Bunun dışında orada otel yaparken kaliteli beton kullanmak için beton işini biz yapalım istedik. Son teknoloji ile üretilen bir beton üretimi kurduk. Biz beton üretimini kurduğumuzda Eksim Holding’inde bölgede baraj yaptığını gördük. Onlarda bizden beton istediler ve bizde verdik. Bunun üzerine Beton firmamızı incelemeye aldılar. Hayali birçok şey üzerinden cezalar kestiler. Biz de Gürcistan serbest pazar ekonomisinde değil mi, diye savunma yaptık, bu halinizle siz nasıl Avrupa Birliği’ne gireceksiniz dedik. Avrupa İnsan Hakları kanunlarını tanıdığınız için buradayız, dedik. Yine de bize ceza kestiler. Sonradan öğrendik ki bizimle ilgili bunlar eski hükümetin adamları demişler, bu nedenle üstümüze geliyorlarmış. Bunun üzerine Gürcistan’da etkili olabilecek Ankara’dan insanlar buldum. Onları arattırdık. Benim milletvekili olduğumu ve birinin adamı olmadığımı söylediler. Metin Arifağaoğlu’nu üzmeyin, dediler. Buradaki büyükelçi bizi araştırmış ve iyi bir rapor vermiş. Sonuçta bir şey çıkmadı. Bunun üzerine Gürcistan’daki bir bakandan randevu aldırdım. Bakana derdimizi anlattık ve düzelteceğiz, dediler. Halen düzelen bir şey olmadı. Şuanda bu yatırımı yaptığım için fazla memnun değilim. Kısaca hala Gürcistan’a arzu edilen demokrasinin gelmemiş olduğunu söyleyebilirim.
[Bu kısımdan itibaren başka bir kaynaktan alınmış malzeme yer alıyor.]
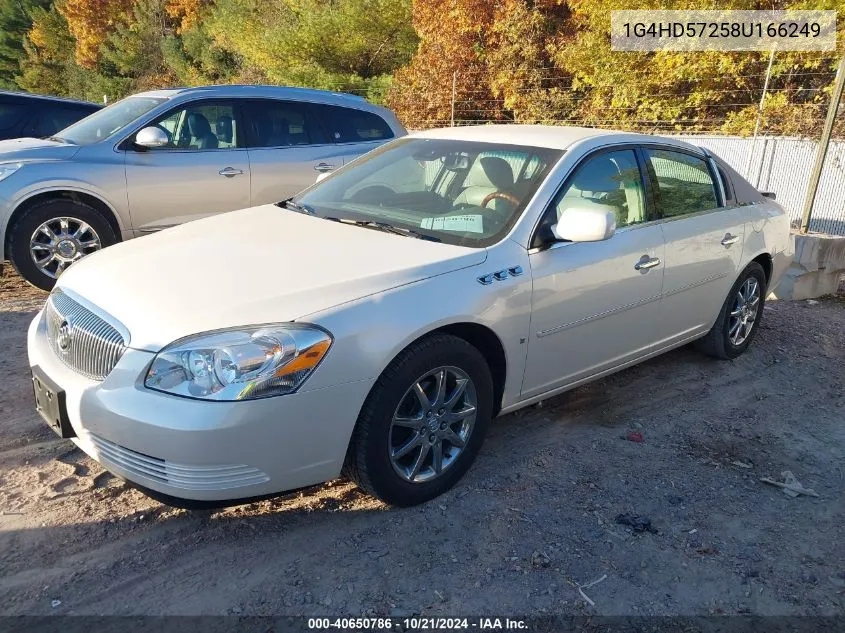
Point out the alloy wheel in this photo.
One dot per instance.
(59, 242)
(744, 312)
(432, 424)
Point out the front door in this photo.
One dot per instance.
(203, 170)
(596, 304)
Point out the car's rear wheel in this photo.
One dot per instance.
(739, 317)
(423, 422)
(53, 234)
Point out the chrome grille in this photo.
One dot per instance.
(82, 340)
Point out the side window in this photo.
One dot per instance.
(11, 114)
(730, 198)
(347, 125)
(282, 124)
(684, 183)
(609, 179)
(201, 126)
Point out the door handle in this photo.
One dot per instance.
(647, 262)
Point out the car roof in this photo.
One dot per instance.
(257, 90)
(549, 136)
(29, 95)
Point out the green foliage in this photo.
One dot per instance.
(15, 22)
(332, 44)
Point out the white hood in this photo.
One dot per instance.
(259, 265)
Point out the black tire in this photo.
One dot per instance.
(717, 342)
(26, 224)
(368, 462)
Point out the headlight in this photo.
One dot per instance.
(241, 363)
(7, 169)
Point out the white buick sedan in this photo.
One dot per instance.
(374, 324)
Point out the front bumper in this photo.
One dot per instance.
(192, 450)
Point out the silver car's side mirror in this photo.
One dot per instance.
(151, 137)
(591, 223)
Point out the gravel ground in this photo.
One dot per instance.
(534, 518)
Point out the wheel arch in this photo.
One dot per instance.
(74, 195)
(482, 338)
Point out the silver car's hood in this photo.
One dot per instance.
(27, 149)
(259, 265)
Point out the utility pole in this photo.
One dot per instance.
(759, 116)
(824, 142)
(454, 82)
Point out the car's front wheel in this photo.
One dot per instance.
(739, 317)
(53, 234)
(423, 422)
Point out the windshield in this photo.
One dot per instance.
(108, 121)
(459, 192)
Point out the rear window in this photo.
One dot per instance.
(50, 119)
(11, 114)
(347, 125)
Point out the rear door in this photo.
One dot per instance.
(355, 132)
(203, 170)
(288, 148)
(704, 237)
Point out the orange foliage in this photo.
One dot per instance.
(90, 22)
(187, 12)
(452, 38)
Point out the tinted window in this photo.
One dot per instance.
(684, 183)
(282, 124)
(347, 125)
(50, 119)
(11, 114)
(200, 126)
(611, 180)
(108, 121)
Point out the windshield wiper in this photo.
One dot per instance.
(296, 206)
(387, 228)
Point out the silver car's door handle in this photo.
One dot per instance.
(647, 262)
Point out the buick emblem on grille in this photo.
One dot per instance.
(64, 336)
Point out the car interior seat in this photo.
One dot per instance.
(200, 129)
(602, 182)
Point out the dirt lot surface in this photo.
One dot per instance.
(535, 517)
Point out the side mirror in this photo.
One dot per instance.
(151, 137)
(592, 223)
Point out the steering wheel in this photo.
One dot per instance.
(502, 195)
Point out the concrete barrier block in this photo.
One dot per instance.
(817, 268)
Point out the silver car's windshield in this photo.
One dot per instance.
(459, 192)
(108, 121)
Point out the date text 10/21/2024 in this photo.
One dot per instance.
(418, 623)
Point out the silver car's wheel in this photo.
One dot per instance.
(744, 312)
(58, 242)
(432, 424)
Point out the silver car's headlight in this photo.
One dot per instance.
(240, 363)
(7, 169)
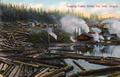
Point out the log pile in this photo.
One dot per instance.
(20, 59)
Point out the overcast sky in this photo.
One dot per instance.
(61, 4)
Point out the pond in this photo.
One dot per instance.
(91, 50)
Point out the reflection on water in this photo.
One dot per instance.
(92, 50)
(105, 51)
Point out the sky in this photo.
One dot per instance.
(62, 5)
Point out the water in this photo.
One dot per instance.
(93, 50)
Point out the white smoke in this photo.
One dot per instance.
(70, 23)
(113, 26)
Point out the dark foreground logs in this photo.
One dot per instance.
(102, 71)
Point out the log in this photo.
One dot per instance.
(79, 65)
(99, 72)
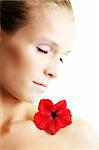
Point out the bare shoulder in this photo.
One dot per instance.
(82, 133)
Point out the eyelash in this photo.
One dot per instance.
(45, 52)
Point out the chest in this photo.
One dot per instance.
(27, 137)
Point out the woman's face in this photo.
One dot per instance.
(31, 57)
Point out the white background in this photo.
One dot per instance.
(79, 83)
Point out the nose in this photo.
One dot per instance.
(51, 72)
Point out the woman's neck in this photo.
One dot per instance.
(12, 109)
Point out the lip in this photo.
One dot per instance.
(41, 84)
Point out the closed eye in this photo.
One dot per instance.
(45, 52)
(41, 50)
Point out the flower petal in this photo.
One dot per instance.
(61, 105)
(40, 121)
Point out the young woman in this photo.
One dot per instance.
(35, 34)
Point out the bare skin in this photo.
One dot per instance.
(22, 64)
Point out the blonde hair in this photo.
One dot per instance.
(16, 13)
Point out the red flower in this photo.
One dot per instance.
(52, 117)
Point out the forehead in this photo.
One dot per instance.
(53, 25)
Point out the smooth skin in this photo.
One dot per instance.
(22, 62)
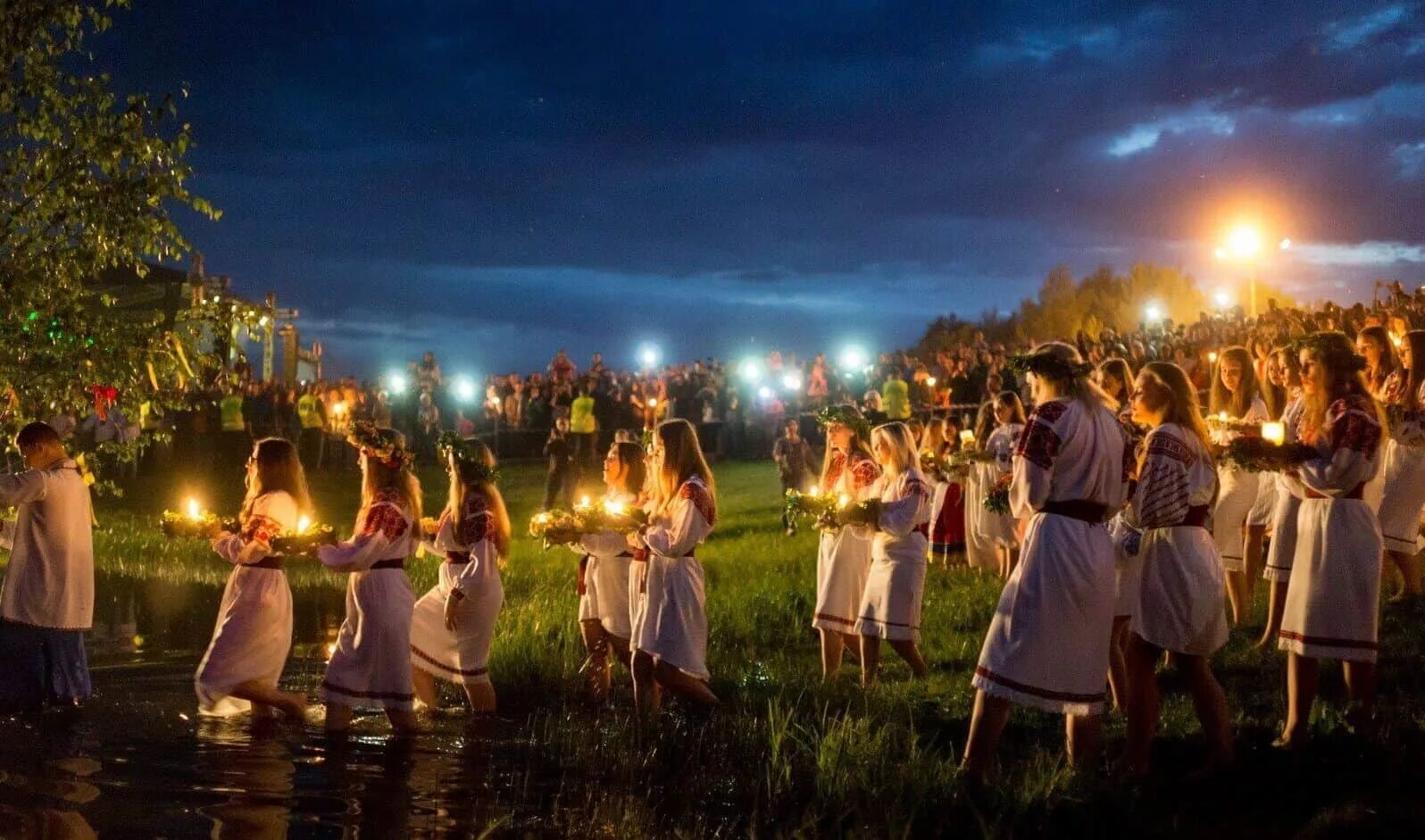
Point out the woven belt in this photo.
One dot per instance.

Gürcistan ekonomik açıdan daha gelişecek bir ülke fakat anlattıklarınızı çözmeleri gerekiyor, sanırım.

Gürcistan’ın yer altı zenginliği yok fakat yer üstü zenginlikleri çok fazladır. Başta da su geliyor. Türkiye’nin hidroelektrik üretiminin yarısı kadar potansiyelleri var. Toprak olarak çok küçük olmasına rağmen su potansiyeli büyüktür. Bu nedenle santrallarını kurup, Türkiye üzerinden Avrupa’ya elektrik satabilir. Bunu başarırlarsa kısa sürede ekonomilerini düzeltirler. Fakat bana yaptıklarını diğer firmalara da yaptıkları için sorun yaşıyorlar. Gürcistan cezalar keserek bütçeyi doldurmak istiyor. Ben gittiğimde ceza ile bütçenin dolmayacağını ifade ettim. Öncelikle firmaları büyütmeleri yaşatmaları gerekiyor ki vergi gelirleri artsın. Gürcistan’ın su potansiyelini kullanması için de yabancı yatırımcılara ayrıcalık yapmaları gerekiyor. Gürcistan da genç kadroların bu sorunları aşacağına inanıyorum.

Gürcistan’da casino işletmeciliği de var. Sizin kurduğunuz otel de casino var mı?

Bizim kurduğumuz otelde de casino var, fakat bunun işletmeciliğinden biz anlamadığımız için kiraya verdik. Kiralayan firma casinoyu açtı ve hizmet vermeye başladı. Leogrand Batumi otelimiz Ramazan bayramı boyunca %100 dolu olarak hizmet vermeye çalıştı. Gürcistan ile Türkiye arasında var olan dostluğu ümit ediyorum LEOGRAND Otel köprü vazifesi görerek artıracaktır.